И все же вступление Ивана на отцовский престол, при всей его предопределенности и бесспорности, конечно, привлекло всеобщее внимание. Появление молодого и обаятельного великого князя на троне, где привыкли видеть его страшного отца, было событием радостным и вселявшим надежду. Сам Иван чувствовал потребность отметить свое восшествие на престол каким-то памятным деянием. К тому же ему хотелось самым наглядным образом закрепить право на престол за своим четырехлетним сыном Иваном Молодым. Государь не был уверен в том, как поведут себя младшие братья в случае его внезапной кончины. Лучшим способом заявить о себе и о своем сыне как о новых правителях «всея Руси» Иван счел чеканку золотых монет. Одна такая монета сохранилась в собрании Государственного Эрмитажа и известна в нумизматической литературе под названием «угорского» или «московского» золотого Ивана III. Это золотая монета весом 3,59 грамма, выполненная по образцу золотого дуката венгерского короля Матвея Корвина (1458–1490). На лицевой ее стороне – изображение стоящего человека с секирой в одной руке и державой – в другой; на оборотной – разделенный на четыре поля геральдический щит Корвинов. Надпись на лицевой стороне – «князь великий Иван Васильевич», на оборотной – «князя великого Ивана Ивановича всея Руси». Полагают, что эти монеты чеканил для Ивана III в 1462 году живший в Москве итальянец Джакопо (131, 285). «Московский золотой 1462 года не только был декларацией внутренней политики Ивана III, он должен был свидетельствовать о международном значении Руси, о том, что и она, как и другие европейские государства, имеет свою золотую монету. Характерно, что три таких золотых были посланы… миланскому герцогу, а два других – иноземным мастерам, направлявшимся работать в Россию» (131, 288).

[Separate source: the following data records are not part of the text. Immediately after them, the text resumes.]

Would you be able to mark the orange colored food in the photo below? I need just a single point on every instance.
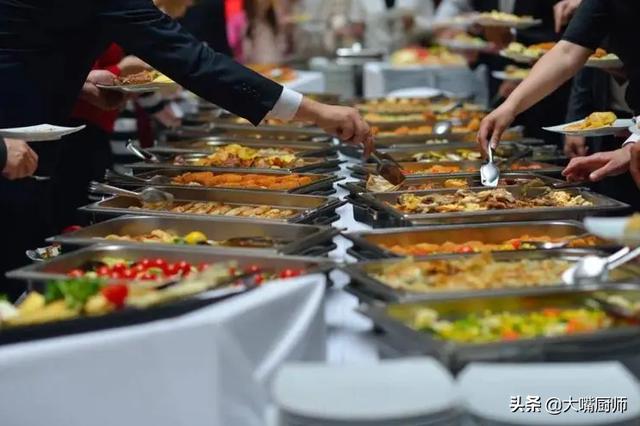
(235, 180)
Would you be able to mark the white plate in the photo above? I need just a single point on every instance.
(604, 63)
(618, 126)
(39, 133)
(501, 75)
(519, 25)
(612, 228)
(518, 57)
(463, 45)
(140, 88)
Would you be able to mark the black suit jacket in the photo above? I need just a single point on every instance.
(47, 48)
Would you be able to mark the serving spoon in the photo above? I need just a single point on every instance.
(594, 269)
(147, 196)
(489, 172)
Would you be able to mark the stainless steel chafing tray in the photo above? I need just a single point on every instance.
(364, 283)
(467, 168)
(311, 164)
(310, 209)
(386, 215)
(322, 184)
(304, 240)
(210, 144)
(395, 323)
(59, 266)
(474, 182)
(375, 244)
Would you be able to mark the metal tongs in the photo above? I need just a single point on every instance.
(388, 167)
(489, 172)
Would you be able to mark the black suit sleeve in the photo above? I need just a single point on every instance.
(581, 102)
(140, 28)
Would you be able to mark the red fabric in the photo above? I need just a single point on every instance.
(83, 110)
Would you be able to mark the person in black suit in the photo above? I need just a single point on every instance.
(46, 52)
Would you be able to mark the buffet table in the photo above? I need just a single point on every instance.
(381, 78)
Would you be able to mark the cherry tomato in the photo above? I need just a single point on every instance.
(184, 267)
(145, 263)
(289, 273)
(253, 269)
(158, 263)
(119, 267)
(75, 273)
(116, 294)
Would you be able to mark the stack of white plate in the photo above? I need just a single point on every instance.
(494, 394)
(408, 392)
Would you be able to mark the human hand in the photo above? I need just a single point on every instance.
(563, 11)
(493, 125)
(596, 167)
(345, 123)
(22, 161)
(107, 100)
(132, 65)
(575, 146)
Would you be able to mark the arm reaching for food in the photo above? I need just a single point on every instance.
(17, 159)
(549, 73)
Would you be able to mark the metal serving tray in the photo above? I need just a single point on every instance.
(37, 274)
(395, 323)
(311, 164)
(211, 143)
(417, 169)
(371, 244)
(311, 209)
(385, 215)
(303, 240)
(473, 182)
(363, 283)
(58, 267)
(322, 183)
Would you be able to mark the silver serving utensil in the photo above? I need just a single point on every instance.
(112, 175)
(146, 196)
(388, 168)
(489, 173)
(442, 128)
(142, 153)
(595, 269)
(549, 245)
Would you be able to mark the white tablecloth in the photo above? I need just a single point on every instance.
(380, 78)
(308, 82)
(211, 367)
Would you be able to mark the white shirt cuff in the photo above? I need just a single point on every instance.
(632, 139)
(287, 106)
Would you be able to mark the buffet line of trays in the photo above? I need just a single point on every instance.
(244, 210)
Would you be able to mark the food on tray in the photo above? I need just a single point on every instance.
(533, 52)
(222, 209)
(603, 55)
(507, 18)
(595, 120)
(493, 199)
(516, 73)
(488, 327)
(236, 180)
(480, 272)
(275, 72)
(87, 296)
(434, 56)
(235, 155)
(521, 243)
(143, 77)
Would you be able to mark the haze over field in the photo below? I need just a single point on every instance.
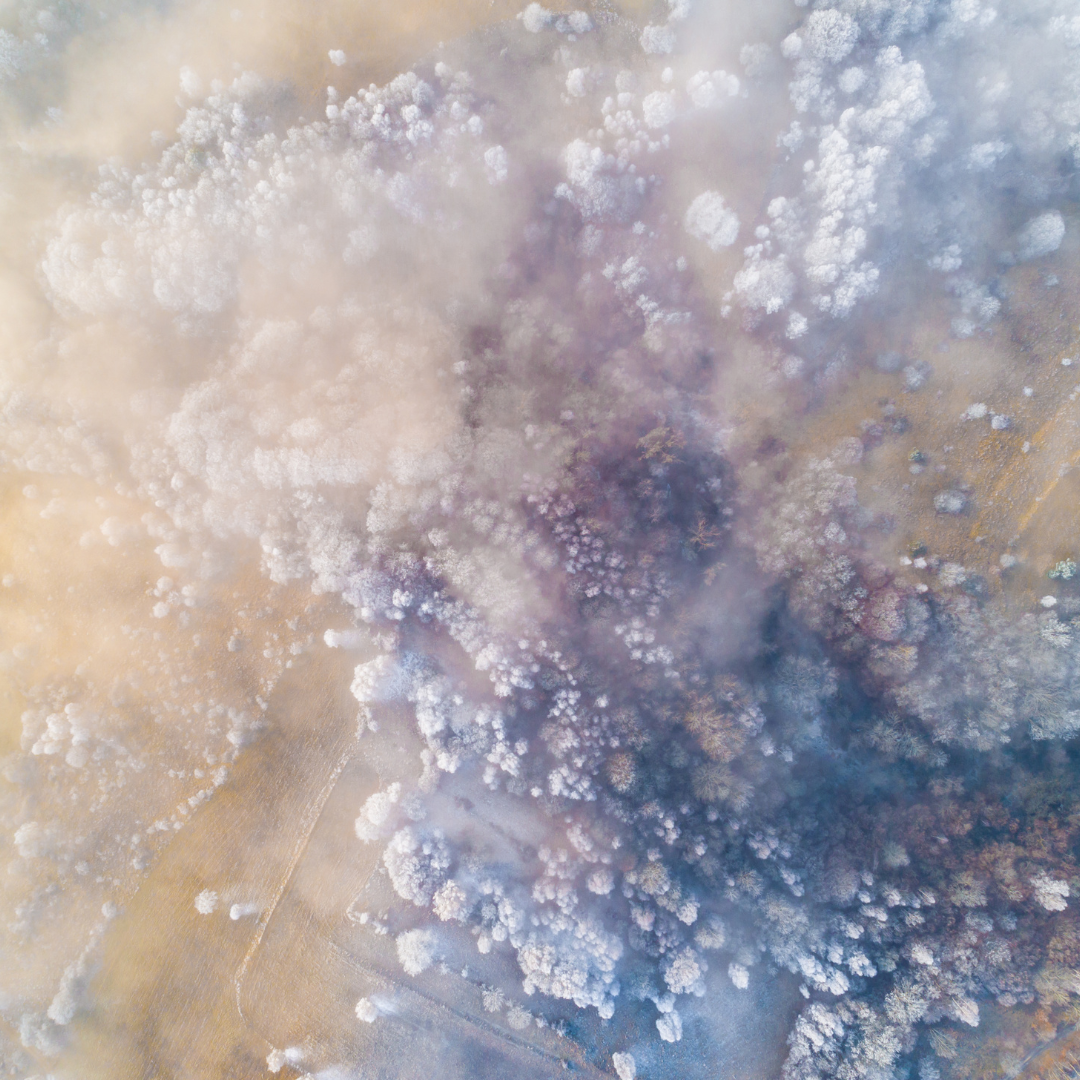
(540, 537)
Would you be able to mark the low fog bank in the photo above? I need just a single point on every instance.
(664, 413)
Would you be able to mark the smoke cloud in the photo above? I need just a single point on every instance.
(558, 522)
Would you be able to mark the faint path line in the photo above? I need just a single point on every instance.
(466, 1017)
(308, 821)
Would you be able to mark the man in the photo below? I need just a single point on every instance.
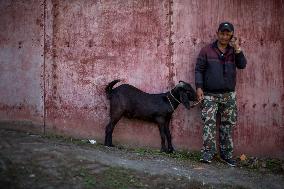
(215, 79)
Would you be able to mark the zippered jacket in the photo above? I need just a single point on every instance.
(215, 72)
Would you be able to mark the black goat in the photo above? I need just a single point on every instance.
(128, 101)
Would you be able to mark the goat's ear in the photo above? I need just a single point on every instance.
(180, 84)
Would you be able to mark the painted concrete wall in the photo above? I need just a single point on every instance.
(57, 57)
(21, 60)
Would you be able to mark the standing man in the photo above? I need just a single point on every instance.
(215, 80)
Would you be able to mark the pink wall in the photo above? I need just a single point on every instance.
(149, 44)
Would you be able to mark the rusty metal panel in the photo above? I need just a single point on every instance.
(90, 43)
(260, 90)
(21, 60)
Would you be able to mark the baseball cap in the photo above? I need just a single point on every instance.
(226, 26)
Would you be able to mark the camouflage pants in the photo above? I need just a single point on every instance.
(226, 105)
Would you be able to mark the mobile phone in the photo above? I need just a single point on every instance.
(233, 40)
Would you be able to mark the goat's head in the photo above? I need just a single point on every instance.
(186, 93)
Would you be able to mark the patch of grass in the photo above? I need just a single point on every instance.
(260, 164)
(89, 181)
(178, 155)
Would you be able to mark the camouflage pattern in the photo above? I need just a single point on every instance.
(226, 105)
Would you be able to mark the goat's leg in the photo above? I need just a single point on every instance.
(109, 131)
(161, 124)
(169, 136)
(108, 134)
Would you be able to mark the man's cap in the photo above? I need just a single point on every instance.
(226, 26)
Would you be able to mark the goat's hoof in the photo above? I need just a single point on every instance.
(109, 145)
(171, 150)
(163, 150)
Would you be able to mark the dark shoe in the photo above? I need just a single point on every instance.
(231, 162)
(206, 158)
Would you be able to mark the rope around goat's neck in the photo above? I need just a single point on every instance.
(174, 97)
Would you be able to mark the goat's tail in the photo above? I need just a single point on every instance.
(109, 87)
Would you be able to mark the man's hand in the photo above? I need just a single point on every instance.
(200, 94)
(236, 44)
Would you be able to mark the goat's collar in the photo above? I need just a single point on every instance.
(170, 103)
(174, 97)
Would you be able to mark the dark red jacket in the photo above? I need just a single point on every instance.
(215, 72)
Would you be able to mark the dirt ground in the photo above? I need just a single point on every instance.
(34, 161)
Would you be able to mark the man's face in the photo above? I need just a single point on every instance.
(224, 37)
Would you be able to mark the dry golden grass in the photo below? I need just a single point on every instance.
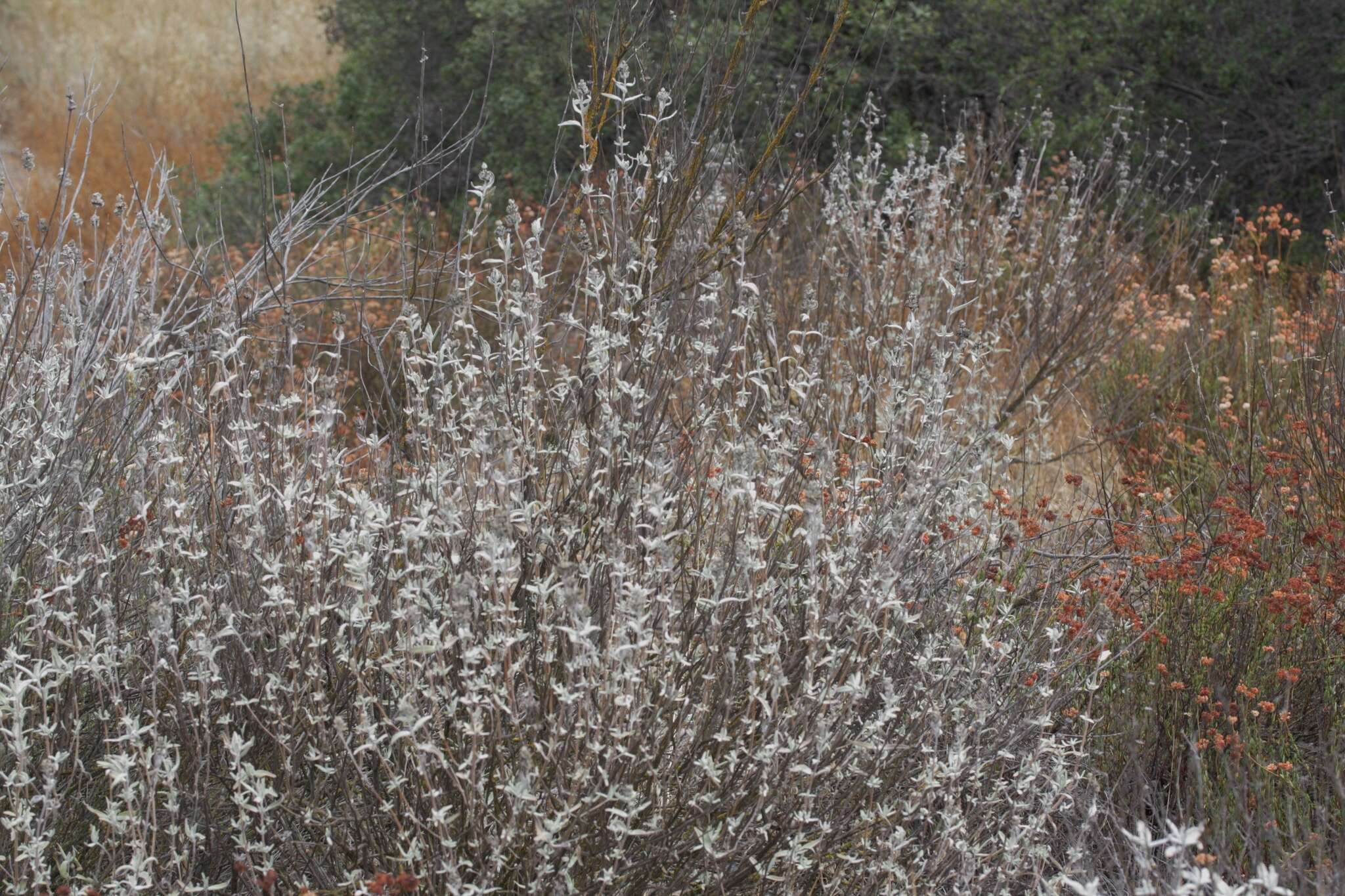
(171, 68)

«Угорский» золотой Ивана III
[Чеканка «угорских» золотых в 1462 году носила эпизодический характер и вскоре была прекращена. Вероятно, братья Ивана III не хотели признать за несовершеннолетним Иваном Молодым титул «великого князя» и величать его «братом старейшим». Этого признания Иван III сумел добиться только в начале 70-х годов XV века. И все же «угорский» золотой Ивана III стал важной вехой в истории денежной системы средневековой Руси. Полагают, что его изготовлением Иван положил начало русской золотой чеканке (131, 289). Среди исследователей существуют разногласия по вопросу о том, являлись ли эти золотые собственно монетами или же их использовали только в качестве наградных знаков. Очевидно, имело место и то и другое. Однако золотые монеты были отчеканены в небольшом количестве и по многим причинам не прижились в экономических отношениях тогдашней Руси.]